Caption: Dan and Tom Rogers' farm has three weather stations throughout their 175-acre almond farm. This temperature sensor sends back information to a centralized computer that Tom Rogers can then access from his personal computer. (Photo by Maya Sugarman/ KPCC)
About 50 miles west from Tom Rogers’ farm of the future is Bowles Farming Company, an 11,000-acre family-farm located in Los Banos, that counts alfalfa, cotton, and tomatoes among its crops.
Despite alfalfa's rap as a low-value commodity that needs more water than any other crop, Phillip Bowles, the farm's chairman, says he still plans to grow it, even though he didn't plant any this year because his water allotment was cut back by 55 percent.
“If we were to stop growing alfalfa in California, we wouldn’t have a dairy industry anymore,” Bowles said.
Still, he does plan to switch his alfalfa fields to drip irrigation.
Bowles represents the fifth generation of his family to harvest this land. His great, great grandfather built a damn upstream from here in the 1800s — which means Bowles has very senior water rights.
“Water is a big expense for us," Bowles said. "We don’t want to use anymore than we have to. We don’t want to use less than we need because it hurts the crop. But we don’t get a kick out of it. We don’t drink the water.”

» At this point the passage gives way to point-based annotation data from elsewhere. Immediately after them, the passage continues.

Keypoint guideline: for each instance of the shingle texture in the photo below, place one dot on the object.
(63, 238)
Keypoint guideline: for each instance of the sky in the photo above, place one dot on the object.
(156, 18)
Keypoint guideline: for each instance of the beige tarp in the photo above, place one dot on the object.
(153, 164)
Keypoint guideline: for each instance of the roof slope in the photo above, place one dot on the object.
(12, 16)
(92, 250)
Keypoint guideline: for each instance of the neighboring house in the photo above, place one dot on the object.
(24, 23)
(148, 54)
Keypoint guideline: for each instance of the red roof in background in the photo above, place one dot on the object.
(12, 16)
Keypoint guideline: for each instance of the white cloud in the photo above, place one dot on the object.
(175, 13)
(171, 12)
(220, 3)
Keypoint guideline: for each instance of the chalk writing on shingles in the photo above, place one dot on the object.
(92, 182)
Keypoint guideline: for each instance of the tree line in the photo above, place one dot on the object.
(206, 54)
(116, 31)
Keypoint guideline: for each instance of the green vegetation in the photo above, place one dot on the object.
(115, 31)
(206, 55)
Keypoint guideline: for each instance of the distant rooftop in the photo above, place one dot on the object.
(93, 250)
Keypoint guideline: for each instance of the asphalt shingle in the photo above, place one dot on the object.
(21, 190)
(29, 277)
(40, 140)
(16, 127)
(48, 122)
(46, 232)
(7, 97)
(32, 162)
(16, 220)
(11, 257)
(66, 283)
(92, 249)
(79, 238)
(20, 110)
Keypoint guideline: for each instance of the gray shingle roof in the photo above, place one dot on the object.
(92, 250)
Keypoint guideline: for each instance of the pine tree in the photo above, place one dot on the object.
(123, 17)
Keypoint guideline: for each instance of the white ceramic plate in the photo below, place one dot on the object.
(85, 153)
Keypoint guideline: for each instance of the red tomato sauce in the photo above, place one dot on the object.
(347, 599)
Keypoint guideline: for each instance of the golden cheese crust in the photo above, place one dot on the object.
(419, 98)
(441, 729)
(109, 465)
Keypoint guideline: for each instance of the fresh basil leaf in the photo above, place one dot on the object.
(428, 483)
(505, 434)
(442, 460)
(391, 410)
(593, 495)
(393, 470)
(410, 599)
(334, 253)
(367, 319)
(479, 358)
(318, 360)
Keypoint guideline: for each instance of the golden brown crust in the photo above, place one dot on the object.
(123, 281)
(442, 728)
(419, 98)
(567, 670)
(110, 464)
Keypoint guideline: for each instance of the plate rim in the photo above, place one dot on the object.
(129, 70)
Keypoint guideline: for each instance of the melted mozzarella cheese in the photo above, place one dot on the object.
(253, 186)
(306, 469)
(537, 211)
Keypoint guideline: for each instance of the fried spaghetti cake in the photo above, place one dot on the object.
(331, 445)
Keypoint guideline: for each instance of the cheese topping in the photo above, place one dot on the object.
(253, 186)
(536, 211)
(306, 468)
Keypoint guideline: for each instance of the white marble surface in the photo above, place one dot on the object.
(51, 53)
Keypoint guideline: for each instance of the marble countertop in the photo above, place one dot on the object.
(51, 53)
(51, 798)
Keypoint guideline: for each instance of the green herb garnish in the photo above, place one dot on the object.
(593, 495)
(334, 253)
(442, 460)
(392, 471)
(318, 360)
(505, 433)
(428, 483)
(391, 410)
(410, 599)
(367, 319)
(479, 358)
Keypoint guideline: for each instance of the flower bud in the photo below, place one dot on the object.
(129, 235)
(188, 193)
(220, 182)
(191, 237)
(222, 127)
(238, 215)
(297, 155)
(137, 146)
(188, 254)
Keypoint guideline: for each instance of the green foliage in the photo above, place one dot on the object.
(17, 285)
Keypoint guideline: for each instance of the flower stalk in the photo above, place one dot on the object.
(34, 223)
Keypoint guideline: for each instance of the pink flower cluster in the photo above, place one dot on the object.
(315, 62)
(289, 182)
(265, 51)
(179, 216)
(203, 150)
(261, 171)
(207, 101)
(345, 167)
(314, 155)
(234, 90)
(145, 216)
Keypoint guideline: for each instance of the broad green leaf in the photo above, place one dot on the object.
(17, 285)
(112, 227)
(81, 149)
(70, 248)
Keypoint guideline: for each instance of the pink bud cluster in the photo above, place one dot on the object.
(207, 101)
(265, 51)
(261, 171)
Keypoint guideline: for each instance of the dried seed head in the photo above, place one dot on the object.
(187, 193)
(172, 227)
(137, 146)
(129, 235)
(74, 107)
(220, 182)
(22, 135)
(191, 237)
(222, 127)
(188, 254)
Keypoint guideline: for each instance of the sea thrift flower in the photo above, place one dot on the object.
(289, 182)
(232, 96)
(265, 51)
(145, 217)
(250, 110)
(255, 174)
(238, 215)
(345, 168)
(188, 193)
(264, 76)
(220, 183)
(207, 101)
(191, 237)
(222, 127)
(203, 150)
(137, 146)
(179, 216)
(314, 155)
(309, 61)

Bowles doesn’t expect his farm to operate much differently in the next 25 years than it has in the past 159. And he doesn’t think other California farms will change much either.
Bottom line: he thinks people are making much too big a deal out of the drought.
The chart above shows which crops need the most water to grow. Data from 2010. Source: California Department of Water Resources.
“The system that we have can be adapted," Bowles said. "It doesn’t have to [be] blown up. It doesn’t have to be abandoned. There’s still a lot of water in this state, and people overlook that.”
That’s not to say farms of the future won’t face big challenges. More frequent droughts will likely mean less reliable water supplies, and under new rules, California farms won't be able to continue drawing unchecked amounts of groundwater.
That said, California's status as the produce aisle of America will probably remain firmly rooted for decades to come.